Perjanjian nominee dan hak atas tanah yang dimiliki oleh Penggugat setelah peralihan
status kewarganegaraan tergantung pada kasus spesifik. Dalam kasus yang disebutkan
dalam putusan Mahkamah Agung Nomor 91/PDT/2019/PT MND, Penggugat telah
memiliki hak milik atas tanah kintal sebelumnya, yang dibeli oleh Penggugat sesuai
dengan Akta jual-beli nomor : 90/VI/1982 tanggal 12 Juli 1982. Namun, Penggugat
tidak dapat membuktikan bahwa tanah objek sengketa adalah miliknya berdasarkan
jual beli, sehingga putusan Mahkamah Agung tidak diterima. Dalam kasus ini,
Penggugat telah memiliki status kewarga negaraan Indonesia sejak tahun 2002,
sehingga berhak sepenuhnya untuk mempunyai hak milik terhadap tanah kintal yang
dibeli oleh para Penggugat sesuai Akta jual-beli nomor : 90/VI/1982 tanggal 12 Juli
1982. Namun, karena Penggugat telah menjadi warga negara Indonesia sejak tahun
2002, maka putusan Mahkamah Agung telah menarik kembali Sertifikat Hak Milik
Nomor : 447/Paal Dua tahun 1982 kepada Penggugat, yang telah diterima oleh
Penggugat. Berdasarkan Putusan Nomor 91/PDT/2019/PT MND, keabsahan
perjanjian nominee yang dilakukan sebelum peralihan status kewarganegaraan
Penggugat menjadi warga negara Indonesia diakui sebagai sah dan mengikat. Hal ini
karena perjanjian nominee tersebut telah memenuhi ketentuan hukum yang berlaku,
termasuk ketentuan dalam Hukum Perjanjian (Buku III KUH Perdata) dan prinsip
pacta sunt servanda.
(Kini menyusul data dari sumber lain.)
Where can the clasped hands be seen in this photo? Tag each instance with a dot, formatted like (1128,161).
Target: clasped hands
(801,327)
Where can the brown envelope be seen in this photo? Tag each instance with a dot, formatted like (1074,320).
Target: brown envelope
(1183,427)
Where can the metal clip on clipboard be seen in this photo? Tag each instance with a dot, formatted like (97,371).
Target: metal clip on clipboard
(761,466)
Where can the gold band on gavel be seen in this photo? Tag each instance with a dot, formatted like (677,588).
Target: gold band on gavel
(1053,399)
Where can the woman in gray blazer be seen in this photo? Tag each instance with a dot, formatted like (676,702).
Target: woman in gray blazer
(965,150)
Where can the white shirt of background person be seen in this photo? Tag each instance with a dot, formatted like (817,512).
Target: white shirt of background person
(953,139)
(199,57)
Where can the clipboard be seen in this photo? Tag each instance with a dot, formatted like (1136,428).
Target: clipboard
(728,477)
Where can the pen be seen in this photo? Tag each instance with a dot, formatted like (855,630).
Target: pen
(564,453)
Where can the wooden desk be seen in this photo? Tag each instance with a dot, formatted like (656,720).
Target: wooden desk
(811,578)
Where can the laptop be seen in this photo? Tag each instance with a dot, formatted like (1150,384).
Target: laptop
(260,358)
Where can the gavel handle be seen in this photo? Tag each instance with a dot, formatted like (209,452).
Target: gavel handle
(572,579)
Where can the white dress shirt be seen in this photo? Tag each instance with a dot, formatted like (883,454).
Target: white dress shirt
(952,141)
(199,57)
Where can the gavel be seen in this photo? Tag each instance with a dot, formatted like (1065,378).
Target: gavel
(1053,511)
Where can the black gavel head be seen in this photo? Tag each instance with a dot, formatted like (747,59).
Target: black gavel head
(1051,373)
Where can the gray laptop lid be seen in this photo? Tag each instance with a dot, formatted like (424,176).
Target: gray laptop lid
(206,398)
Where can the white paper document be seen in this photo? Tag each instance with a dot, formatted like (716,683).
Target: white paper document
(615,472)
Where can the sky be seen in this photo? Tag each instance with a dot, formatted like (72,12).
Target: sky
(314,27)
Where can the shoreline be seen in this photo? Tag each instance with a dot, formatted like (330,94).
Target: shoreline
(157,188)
Setelah peralihan status kewarganegaraan menjadi warga negara
Indonesia, Penggugat memiliki hak yang sama dengan warga negara lainnya dan
berhak memperoleh hak milik yang sah atas tanah yang sebelumnya menjadi objek
sengketa. Dengan demikian, hak atas tanah yang dimiliki oleh Penggugat setelah
peralihan status kewarganegaraan diakui sebagai sah dan berharga.